Carter Tries, Fails to Prove Republican Tax Policy Racist

Carter Tries, Fails to Prove Republican Tax Policy Racist

James Carter IV, grandson of former President Jimmy Carter and the man who brought Mitt Romney’s “47 percent” comment to light, has obtained a recording that he claims is proof that Republican objections to tax cuts are a secret appeal to racism. 

The tape is a 1981 interview of Republican strategist Lee Atwater that leftists have cited for years but which no one had heard. Ironically, the full tape seems to exonerate him–and the GOP.

Carter’s discovery was reported this week by The Nation. The key passage upon which he and author Rick Perlstein focus is one in which Atwater describes the slow evolution of racist rhetoric in the South from the 1950s to the 1980s: 

You start out in 1954 by saying, “Nigger, nigger, nigger.” By 1968 you can’t say “nigger”–that hurts you, backfires. So you say stuff like, uh, forced busing, states’ rights, and all that stuff, and you’re getting so abstract. Now, you’re talking about cutting taxes, and all these things you’re talking about are totally economic things and a byproduct of them is, blacks get hurt worse than whites…. “We want to cut this,” is much more abstract than even the busing thing, uh, and a hell of a lot more abstract than “Nigger, nigger.”

The implication is that the goal of Republicans’ so-called “Southern strategy” was to use code words for racism without triggering public outrage. Carter’s apparent intent is to cast today’s Republican opposition to tax hikes as a form of racism–a timely charge in today’s negotiations over the “fiscal cliff,” as Republicans on Capitol Hill oppose President Barack Obama’s proposal to raise tax rates for the wealthiest Americans. 

The only problem is that the full context of Atwater’s remarks reveals that he was not talking about a strategy that Republicans had actually used. He was largely describing the strategies historically used by Democrats–who were (as The Nation, naturally, fails to point out) the advocates of segregation in the South. And he was also describing how the decline of racism in the South made it possible for Republicans like Reagan to win.

What Atwater was specifically asked–as the full tape reveals, which is embedded but not cited in detail in the story–was to explain why Ronald Reagan had won voters in 1980 who backed (Democrat) segregationist George Wallace in 1968. He was not describing an actual attempt by Reagan to use code words to connect with racists, but speculating as to why some racially neutral terms may have resonated with racist Democrats.

Atwater’s broader point–again, in the full tape, but not referred to in the article–was not that Republican strategy had changed, but that the South had changed, becoming less racist over time, meaning that someone who opposed segregation–as Reagan had, though he opposed the Civil Rights Act on states’ rights grounds–would not face the same obstacles as he might have before.

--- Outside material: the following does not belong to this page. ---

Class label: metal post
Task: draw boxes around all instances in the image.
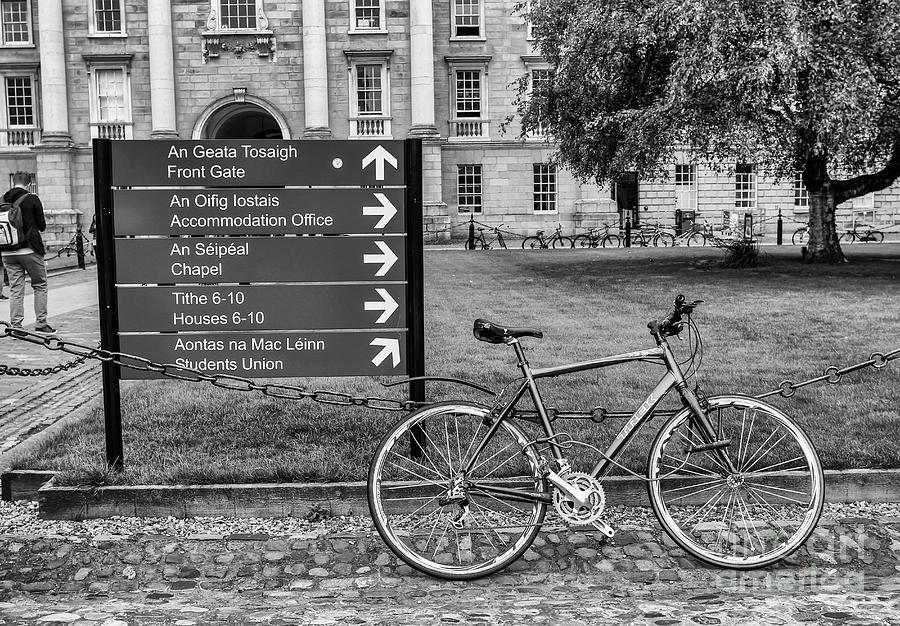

Here is a segment of the interview immediately preceding the clip selectively chosen by Carter and The Nation:

A: It [the South] wasn’t ours to win, it was Carter’s to lose. All Carter had to do is run in place. But he didn’t do that…what he did was default…Not on anything to do with racism, or the race question, but on economics and on national defense…The fact of the matter is, the South is Reagan’s to lose now. And as long as–if Reagan goes and denounces his own economic policy, or doesn’t balance the budget, or, you know–he could lose the South. But if not, he’s going to win the South. 

Q: But he’s not going to lose the South if he goes along with what the blacks want and the voters want.

A: That’s–I mean, that should be a thrust of this. In 1968, the whole Southern strategy that [unintelligible] put together the Voting Rights Act [of 1965] would have been a central part of keeping the South. Now they don’t have to do that. All you have to do to keep the South is for Reagan to run in place on the issues he’s campaigned on since 1964, and that’s fiscal conservative, balancing the budget, cutting taxes…

Reagan did not have a “racist” Southern strategy. He simply stuck to his policies on the economy and on national defense, and the South swung behind him–yes, including some of the racists who had voted for George Wallace, but also millions more voters who simply agreed with him on the issues.

Democrats have never had to reckon with the recent racism of their political past. It is worth noting that Carter’s grandfather, Jimmy Carter began his political career supporting racial segregation in the South. He even launched his re-election campaign at Tuscumbia, AL, site of the national headquarters of the Ku Klux Klan, as Ann Coulter reminds us in her new book Mugged: Racial Demagoguery from the Seventies to Obama

Tax cuts stand or fall on their own as policy. Fighting tax hikes is not code for racism. And the bumbling Democrats who hurl false charges at Republicans should reckon with their own party’s dismal, racist history.